Am Montagmorgen war man beim Winterthurer Industriekonzern Sulzer noch hoffnungsvoll. „Wir wissen noch nicht, ob unsere Konten bereits eingefroren wurden“, sagt ein Sprecher gegenüber Medien da noch. Zu jenem Zeitpunkt war es in den USA noch tiefe Nacht, die Büros von Sulzer waren geschlossen. Als die 2400 Sulzer-Mitarbeiter in den USA dann an ihren Arbeitsplätzen eintrafen, hatte sich die Hoffnung nicht erfüllt.

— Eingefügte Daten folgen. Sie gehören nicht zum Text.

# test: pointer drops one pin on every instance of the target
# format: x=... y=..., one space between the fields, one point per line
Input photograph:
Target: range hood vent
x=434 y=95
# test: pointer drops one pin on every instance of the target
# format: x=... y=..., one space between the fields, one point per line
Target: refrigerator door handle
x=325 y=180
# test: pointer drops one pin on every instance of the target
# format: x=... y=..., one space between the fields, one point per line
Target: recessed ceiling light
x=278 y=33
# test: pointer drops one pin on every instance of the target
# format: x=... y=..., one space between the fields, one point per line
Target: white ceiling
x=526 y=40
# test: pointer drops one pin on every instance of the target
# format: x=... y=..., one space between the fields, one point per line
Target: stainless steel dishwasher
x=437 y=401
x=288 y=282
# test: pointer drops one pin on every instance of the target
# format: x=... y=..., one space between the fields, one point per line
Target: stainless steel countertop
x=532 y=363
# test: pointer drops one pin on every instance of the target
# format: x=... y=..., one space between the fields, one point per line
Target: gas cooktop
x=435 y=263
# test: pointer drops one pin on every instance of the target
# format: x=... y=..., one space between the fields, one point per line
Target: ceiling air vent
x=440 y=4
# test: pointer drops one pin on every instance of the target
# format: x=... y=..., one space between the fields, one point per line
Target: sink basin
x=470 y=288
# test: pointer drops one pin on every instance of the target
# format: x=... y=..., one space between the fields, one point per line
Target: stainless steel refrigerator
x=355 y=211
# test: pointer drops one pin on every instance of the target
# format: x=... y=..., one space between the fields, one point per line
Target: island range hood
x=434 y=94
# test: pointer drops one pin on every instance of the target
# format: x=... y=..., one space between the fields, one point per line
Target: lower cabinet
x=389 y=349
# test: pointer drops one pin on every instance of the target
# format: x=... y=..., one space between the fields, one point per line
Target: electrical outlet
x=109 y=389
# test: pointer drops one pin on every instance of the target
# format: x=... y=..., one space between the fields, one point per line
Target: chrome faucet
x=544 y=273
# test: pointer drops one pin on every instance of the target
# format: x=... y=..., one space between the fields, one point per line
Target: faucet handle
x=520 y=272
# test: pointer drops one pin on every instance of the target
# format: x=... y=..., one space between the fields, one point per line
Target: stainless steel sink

„Als Folge der Sanktionierungsmassnahmen gegen Viktor Vekselberg haben die amerikanischen Banken unsere Konten eingefroren. Wir dürfen zwar weiterhin Löhne auszahlen und Lieferanten bezahlen, wir können aber ansonsten keine Zahlungen in Dollar vornehmen und keine Neugeschäfte abwickeln“, sagte ein Sprecher.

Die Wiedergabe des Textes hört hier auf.